Makau, Radio Bharata Online - Kepala Eksekutif Ho Iat Seng dari Daerah Administratif Khusus (SAR) Makau, Tiongkok, menyoroti bahwa kawasan tersebut telah menunjukkan momentum baru setelah menerapkan strategi integrasi ke dalam pembangunan negara secara keseluruhan.

Ho menyampaikan pernyataan tersebut dalam sebuah wawancara dengan China Central Television (CCTV) pada suatu kesempatan saat ia menyampaikan pidato kebijakan terakhir dalam pemerintahan lima tahunnya pada pertengahan November 2024 dan Makau akan merayakan ulang tahun ke-25 kembalinya ke Tiongkok pada tanggal 20 Desember.

Selama lima tahun terakhir, Ho mengatakan bahwa serangkaian proyek mata pencaharian telah dilaksanakan, termasuk pembukaan Rumah Sakit Macao Union pada bulan September 2024, lembaga medis publik komprehensif pertama sejak kembalinya Makau, dan pengoperasian Jembatan Makau yang baru di atas laut pada bulan Oktober tahun ini.

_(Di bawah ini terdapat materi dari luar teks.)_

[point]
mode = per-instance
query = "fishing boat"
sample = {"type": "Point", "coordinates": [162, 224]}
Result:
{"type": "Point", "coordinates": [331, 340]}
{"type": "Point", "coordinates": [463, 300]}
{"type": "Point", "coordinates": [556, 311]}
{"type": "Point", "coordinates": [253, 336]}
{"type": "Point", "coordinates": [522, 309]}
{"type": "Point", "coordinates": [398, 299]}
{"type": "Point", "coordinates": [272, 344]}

Pemerintah SAR Makau telah dengan tegas menerapkan prinsip 'Satu Negara, Dua Sistem' yang dengannya rakyat Makau mengelola daerahnya dengan tingkat otonomi yang tinggi, mengoptimalkan mata pencaharian rakyat, dan mencapai hasil baru dalam pengembangan berbagai usaha di kawasan tersebut.

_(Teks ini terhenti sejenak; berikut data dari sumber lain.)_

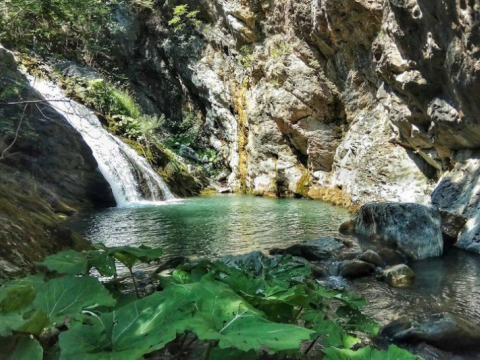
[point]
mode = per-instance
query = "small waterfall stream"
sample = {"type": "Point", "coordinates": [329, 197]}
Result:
{"type": "Point", "coordinates": [131, 178]}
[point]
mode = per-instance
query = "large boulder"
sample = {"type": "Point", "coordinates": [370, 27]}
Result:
{"type": "Point", "coordinates": [356, 269]}
{"type": "Point", "coordinates": [446, 331]}
{"type": "Point", "coordinates": [415, 229]}
{"type": "Point", "coordinates": [458, 197]}
{"type": "Point", "coordinates": [314, 250]}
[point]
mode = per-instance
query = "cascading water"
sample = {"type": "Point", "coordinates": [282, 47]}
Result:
{"type": "Point", "coordinates": [131, 178]}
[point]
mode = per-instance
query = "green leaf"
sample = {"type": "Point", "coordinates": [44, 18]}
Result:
{"type": "Point", "coordinates": [134, 330]}
{"type": "Point", "coordinates": [68, 296]}
{"type": "Point", "coordinates": [369, 353]}
{"type": "Point", "coordinates": [67, 262]}
{"type": "Point", "coordinates": [103, 262]}
{"type": "Point", "coordinates": [21, 348]}
{"type": "Point", "coordinates": [16, 309]}
{"type": "Point", "coordinates": [224, 316]}
{"type": "Point", "coordinates": [232, 354]}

"Dengan dukungan penuh dari pemerintah pusat dan otonomi yang tinggi berdasarkan prinsip Satu Negara, Dua Sistem, kami telah giat melaksanakan pembangunan infrastruktur yang relevan. Kami harus menjaga masyarakat dengan baik. Ini adalah tanggung jawab kami dan telah dilakukan oleh pemerintah SAR berturut-turut. Dalam lima tahun terakhir, kami telah mempertahankannya berdasarkan kebijakan dan arahan pemerintah SAR sebelumnya. Sistem kesejahteraan di Makau relatif stabil," ujarnya.

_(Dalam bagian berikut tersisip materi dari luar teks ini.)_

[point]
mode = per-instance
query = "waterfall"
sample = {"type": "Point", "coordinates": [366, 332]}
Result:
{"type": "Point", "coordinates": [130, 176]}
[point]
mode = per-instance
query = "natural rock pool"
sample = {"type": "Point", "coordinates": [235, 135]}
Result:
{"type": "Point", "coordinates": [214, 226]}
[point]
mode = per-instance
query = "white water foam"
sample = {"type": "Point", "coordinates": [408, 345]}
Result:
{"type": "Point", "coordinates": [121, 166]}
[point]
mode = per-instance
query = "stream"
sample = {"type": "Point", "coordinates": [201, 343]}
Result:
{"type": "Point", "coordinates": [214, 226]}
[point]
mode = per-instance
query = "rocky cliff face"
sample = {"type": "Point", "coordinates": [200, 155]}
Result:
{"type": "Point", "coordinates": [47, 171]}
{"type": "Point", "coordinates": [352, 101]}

Pada tahun 2021, pemerintah SAR Makau membentuk Komite Kerja untuk Integrasi ke dalam Pembangunan Nasional. Ho menekankan bahwa integrasi kawasan ke dalam keseluruhan pembangunan negara merupakan bagian penting dari penerapan prinsip 'Satu Negara, Dua Sistem' di era baru, juga kunci untuk membuka arah, ruang, dan kekuatan pendorong baru bagi pembangunan masa depan Makau.

"Sangat penting untuk berintegrasi dengan pembangunan nasional secara keseluruhan. Kami membentuk komite ini dari dua arah. Arah pertama didasarkan pada posisi Makau yang merupakan simpul di Jalur Sutra maritim. Setelah pembentukan komite, kami memiliki tim khusus untuk menindaklanjuti kerja sama dengan negara-negara yang terlibat dalam Prakarsa Sabuk dan Jalan dan berusaha untuk membuatnya lebih baik. Arah kedua adalah tentang bagaimana kita dapat berintegrasi dengan Wilayah Teluk Raya Guangdong-Hong Kong-Makau. Zona Kerja Sama Intensif Guangdong-Makau di Hengqin adalah salah satu langkah utama kami. Zona ini adalah zona kerja sama intensif yang tidak dapat ditemukan di tempat lain di dunia. Makau menerapkan sistem kapitalis, sementara daratan menerapkan sistem sosialis. Kita harus bekerja, berkembang bersama, dan memecahkan masalah bersama," paparnya.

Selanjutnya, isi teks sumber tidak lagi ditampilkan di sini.